Python & Ruby are both slower interpreted languages than PHP, for all their lovely syntax.

The JVM is slower to develop for, and when probably 50% of projects on the web are stuff that's built in less than 2 months, using the JVM adds too much complexity where it really isn't needed.

If you want speed (almost) as good as the JVM without using an interpreted language, use Node. Unless of course you only know the one language from your CompSci days..


> Python & Ruby are both slower interpreted languages than PHP

Source? That's not what the Programming Language Benchmark Game says...

http://shootout.alioth.debian.org/u64/which-programming-lang...

Although that's probably without an optimiser at all.


Maybe that should be qualified "in a web context".

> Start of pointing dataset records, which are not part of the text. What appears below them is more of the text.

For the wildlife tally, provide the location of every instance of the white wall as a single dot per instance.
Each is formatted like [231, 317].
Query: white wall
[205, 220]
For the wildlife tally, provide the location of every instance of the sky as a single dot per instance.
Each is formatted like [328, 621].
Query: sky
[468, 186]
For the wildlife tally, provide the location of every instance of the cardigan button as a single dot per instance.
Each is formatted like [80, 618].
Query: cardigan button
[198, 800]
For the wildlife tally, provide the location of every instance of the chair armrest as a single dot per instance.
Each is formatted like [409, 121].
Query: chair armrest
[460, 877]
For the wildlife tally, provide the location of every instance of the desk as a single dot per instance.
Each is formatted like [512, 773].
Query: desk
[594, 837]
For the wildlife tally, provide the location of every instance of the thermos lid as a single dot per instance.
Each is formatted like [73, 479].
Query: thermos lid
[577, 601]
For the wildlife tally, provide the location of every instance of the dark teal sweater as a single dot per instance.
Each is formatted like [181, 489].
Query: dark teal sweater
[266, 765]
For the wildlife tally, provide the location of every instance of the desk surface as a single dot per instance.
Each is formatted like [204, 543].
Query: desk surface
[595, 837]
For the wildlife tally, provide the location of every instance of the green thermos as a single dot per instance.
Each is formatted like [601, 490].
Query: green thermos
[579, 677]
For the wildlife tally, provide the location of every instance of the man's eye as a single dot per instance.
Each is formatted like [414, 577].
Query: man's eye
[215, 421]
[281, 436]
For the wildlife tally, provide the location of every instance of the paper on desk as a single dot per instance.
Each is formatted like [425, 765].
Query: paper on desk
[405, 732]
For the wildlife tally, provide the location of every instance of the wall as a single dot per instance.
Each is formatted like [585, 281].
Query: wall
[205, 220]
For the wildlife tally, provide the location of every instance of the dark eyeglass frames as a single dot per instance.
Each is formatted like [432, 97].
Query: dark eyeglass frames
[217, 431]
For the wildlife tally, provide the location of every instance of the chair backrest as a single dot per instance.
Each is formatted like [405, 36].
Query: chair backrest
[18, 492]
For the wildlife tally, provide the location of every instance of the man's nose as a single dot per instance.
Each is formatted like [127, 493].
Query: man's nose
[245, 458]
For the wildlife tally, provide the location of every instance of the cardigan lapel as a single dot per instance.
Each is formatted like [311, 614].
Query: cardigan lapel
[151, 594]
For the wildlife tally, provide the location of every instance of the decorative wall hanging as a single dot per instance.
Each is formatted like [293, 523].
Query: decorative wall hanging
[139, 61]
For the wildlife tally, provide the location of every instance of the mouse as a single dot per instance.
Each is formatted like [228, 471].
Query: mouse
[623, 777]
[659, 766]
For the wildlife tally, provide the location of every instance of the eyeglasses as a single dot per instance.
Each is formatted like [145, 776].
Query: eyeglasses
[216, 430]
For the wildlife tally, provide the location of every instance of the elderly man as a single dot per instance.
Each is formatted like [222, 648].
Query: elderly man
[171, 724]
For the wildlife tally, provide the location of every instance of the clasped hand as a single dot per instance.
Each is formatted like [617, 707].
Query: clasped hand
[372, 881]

Still a big [citation needed]. Compare with something like cached Mako templates in Python and I seriously doubt it's competitive.


Compare it with a micro-cached Varnish or nginx .. caching is outside of the "speed" parameters. Of course, you could take a look memcached if you want :)

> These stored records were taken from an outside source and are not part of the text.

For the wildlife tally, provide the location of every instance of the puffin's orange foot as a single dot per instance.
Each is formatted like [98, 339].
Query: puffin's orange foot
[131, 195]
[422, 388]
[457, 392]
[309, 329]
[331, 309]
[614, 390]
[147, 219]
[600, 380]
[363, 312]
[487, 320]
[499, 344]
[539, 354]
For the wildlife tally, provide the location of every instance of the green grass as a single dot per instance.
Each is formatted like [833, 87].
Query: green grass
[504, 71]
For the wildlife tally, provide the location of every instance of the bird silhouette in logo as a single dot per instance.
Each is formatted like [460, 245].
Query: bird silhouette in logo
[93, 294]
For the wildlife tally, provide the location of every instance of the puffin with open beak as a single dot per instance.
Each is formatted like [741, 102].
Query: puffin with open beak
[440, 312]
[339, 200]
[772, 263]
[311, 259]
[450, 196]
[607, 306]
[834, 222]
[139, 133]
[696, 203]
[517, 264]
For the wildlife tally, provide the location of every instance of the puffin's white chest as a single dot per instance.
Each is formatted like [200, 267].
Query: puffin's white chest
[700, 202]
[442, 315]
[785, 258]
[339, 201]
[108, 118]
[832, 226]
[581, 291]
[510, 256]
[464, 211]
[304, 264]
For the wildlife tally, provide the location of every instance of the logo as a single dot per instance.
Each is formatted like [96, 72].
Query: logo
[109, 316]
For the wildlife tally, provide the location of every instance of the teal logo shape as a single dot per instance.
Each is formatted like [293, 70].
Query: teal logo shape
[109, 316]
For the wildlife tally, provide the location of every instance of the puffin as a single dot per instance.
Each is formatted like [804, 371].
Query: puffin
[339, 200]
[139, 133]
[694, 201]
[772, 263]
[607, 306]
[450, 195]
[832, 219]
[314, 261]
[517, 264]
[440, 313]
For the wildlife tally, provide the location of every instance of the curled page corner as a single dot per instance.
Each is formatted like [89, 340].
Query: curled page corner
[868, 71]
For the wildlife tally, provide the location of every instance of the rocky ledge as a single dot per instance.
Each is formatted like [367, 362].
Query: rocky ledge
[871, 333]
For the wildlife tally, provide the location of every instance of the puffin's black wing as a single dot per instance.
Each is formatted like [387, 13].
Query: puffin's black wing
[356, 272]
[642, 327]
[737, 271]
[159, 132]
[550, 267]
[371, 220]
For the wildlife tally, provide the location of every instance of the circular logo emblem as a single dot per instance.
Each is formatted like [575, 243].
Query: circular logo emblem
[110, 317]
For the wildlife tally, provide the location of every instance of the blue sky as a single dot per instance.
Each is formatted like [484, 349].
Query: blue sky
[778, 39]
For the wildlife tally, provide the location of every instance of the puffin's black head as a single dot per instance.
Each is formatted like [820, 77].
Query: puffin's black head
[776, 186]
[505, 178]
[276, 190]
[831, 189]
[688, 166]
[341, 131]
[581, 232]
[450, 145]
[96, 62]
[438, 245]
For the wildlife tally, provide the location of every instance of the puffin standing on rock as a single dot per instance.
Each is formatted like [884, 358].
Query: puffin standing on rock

I can't find the reference I remember but it fits roughly with the link posted (the scale seems to match the max times rather the average times). The differences were tiny but the order was PHP, Python, Ruby if I remember correctly (PHP was in front, PR may have been switched).

I'll try get a link but I doubt i'll find it.

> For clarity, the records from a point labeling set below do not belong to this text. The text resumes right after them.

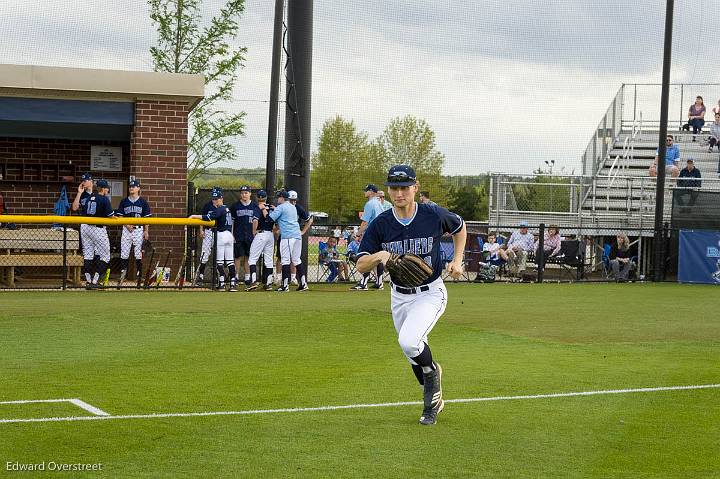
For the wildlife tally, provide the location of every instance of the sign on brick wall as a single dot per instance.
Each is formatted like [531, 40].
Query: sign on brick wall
[105, 158]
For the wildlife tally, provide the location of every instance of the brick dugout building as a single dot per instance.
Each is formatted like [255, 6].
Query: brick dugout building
[57, 123]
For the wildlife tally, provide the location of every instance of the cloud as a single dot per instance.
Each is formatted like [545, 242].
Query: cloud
[504, 85]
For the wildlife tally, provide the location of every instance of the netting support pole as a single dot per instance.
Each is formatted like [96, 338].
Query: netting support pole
[64, 257]
[662, 149]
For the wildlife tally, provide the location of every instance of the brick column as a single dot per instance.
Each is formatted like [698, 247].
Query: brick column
[158, 158]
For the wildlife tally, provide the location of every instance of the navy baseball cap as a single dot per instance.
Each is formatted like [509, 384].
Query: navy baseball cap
[401, 175]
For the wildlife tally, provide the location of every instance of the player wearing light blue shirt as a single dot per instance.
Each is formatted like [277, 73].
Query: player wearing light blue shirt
[373, 209]
[286, 217]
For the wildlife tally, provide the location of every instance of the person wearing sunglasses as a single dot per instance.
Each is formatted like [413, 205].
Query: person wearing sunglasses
[410, 227]
[672, 158]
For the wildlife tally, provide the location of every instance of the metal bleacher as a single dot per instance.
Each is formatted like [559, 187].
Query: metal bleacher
[615, 191]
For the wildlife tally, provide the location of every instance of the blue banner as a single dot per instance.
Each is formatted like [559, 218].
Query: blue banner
[699, 257]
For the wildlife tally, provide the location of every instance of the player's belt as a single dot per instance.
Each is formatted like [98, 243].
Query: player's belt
[402, 290]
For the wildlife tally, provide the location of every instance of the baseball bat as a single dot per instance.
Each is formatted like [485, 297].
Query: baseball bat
[122, 278]
[180, 270]
[149, 270]
[162, 273]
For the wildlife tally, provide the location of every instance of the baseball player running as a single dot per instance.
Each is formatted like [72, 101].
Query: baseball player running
[243, 212]
[223, 226]
[95, 239]
[263, 244]
[285, 216]
[415, 228]
[134, 206]
[206, 234]
[373, 209]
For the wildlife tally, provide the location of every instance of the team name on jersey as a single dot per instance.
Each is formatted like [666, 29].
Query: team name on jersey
[132, 209]
[418, 246]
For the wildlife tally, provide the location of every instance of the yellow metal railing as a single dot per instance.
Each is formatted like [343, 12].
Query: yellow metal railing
[89, 220]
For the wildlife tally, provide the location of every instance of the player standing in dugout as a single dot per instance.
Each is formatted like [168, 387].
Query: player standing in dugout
[220, 214]
[95, 239]
[413, 228]
[133, 206]
[243, 212]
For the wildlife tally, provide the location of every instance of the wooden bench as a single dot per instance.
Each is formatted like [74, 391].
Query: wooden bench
[38, 247]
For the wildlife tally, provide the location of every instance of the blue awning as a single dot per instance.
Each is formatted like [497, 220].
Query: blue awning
[67, 111]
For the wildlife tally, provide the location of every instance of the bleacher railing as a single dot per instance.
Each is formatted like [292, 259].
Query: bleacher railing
[625, 201]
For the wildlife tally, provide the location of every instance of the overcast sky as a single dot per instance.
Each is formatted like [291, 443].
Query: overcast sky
[505, 85]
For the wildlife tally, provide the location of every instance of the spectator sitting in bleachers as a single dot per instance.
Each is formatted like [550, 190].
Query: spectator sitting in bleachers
[672, 157]
[521, 244]
[696, 116]
[551, 243]
[620, 258]
[330, 257]
[686, 184]
[714, 139]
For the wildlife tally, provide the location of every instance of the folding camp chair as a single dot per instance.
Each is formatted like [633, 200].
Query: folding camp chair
[569, 259]
[323, 267]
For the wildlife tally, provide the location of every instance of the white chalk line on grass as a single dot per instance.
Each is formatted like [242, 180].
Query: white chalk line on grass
[88, 407]
[354, 406]
[78, 402]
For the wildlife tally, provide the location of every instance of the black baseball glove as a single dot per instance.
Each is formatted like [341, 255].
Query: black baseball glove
[408, 269]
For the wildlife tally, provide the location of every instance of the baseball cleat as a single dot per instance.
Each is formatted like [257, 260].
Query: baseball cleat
[432, 396]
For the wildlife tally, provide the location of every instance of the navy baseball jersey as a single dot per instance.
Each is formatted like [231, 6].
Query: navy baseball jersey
[222, 217]
[83, 201]
[207, 209]
[302, 214]
[134, 209]
[419, 235]
[98, 206]
[265, 223]
[242, 219]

In the case of Mako at least, caching doesn't mean caching in the way you mean it. It's more akin to opcode caching in PHP, saving the actual python code generated from the template, not the result. Just saves from reparsing the template every time it's rendered, but the actual template logic still runs.


Or use JRuby to get the advantages of ruby with the speed of JVM (http://jruby.org/).


I like JRuby a lot, in fact it's my favourite scripting language on the CLI, but while it's fast to run its damn slow to compile (remember it still has to compile to JVM bytecodes).


I think people often just don't know about recent developments.

PyPy is at least as fast as Node, and Rubinius is also very fast.


Regardless of whether HN has too many 37Signals posts, this is a valid point. HN is worth a thousand uniques an hour and startups would do well to study the success of 37Signals in writing popular content. I say this as someone who finds 37Signals very off putting!


This. He reads like a 14 year old boy who's been jilted by his first girlfriend. Do grown mean really need a website for "working through my sadness about opportunities lost" when they change primary programming language?

He's such a source of drama; the Scala community is better off without him.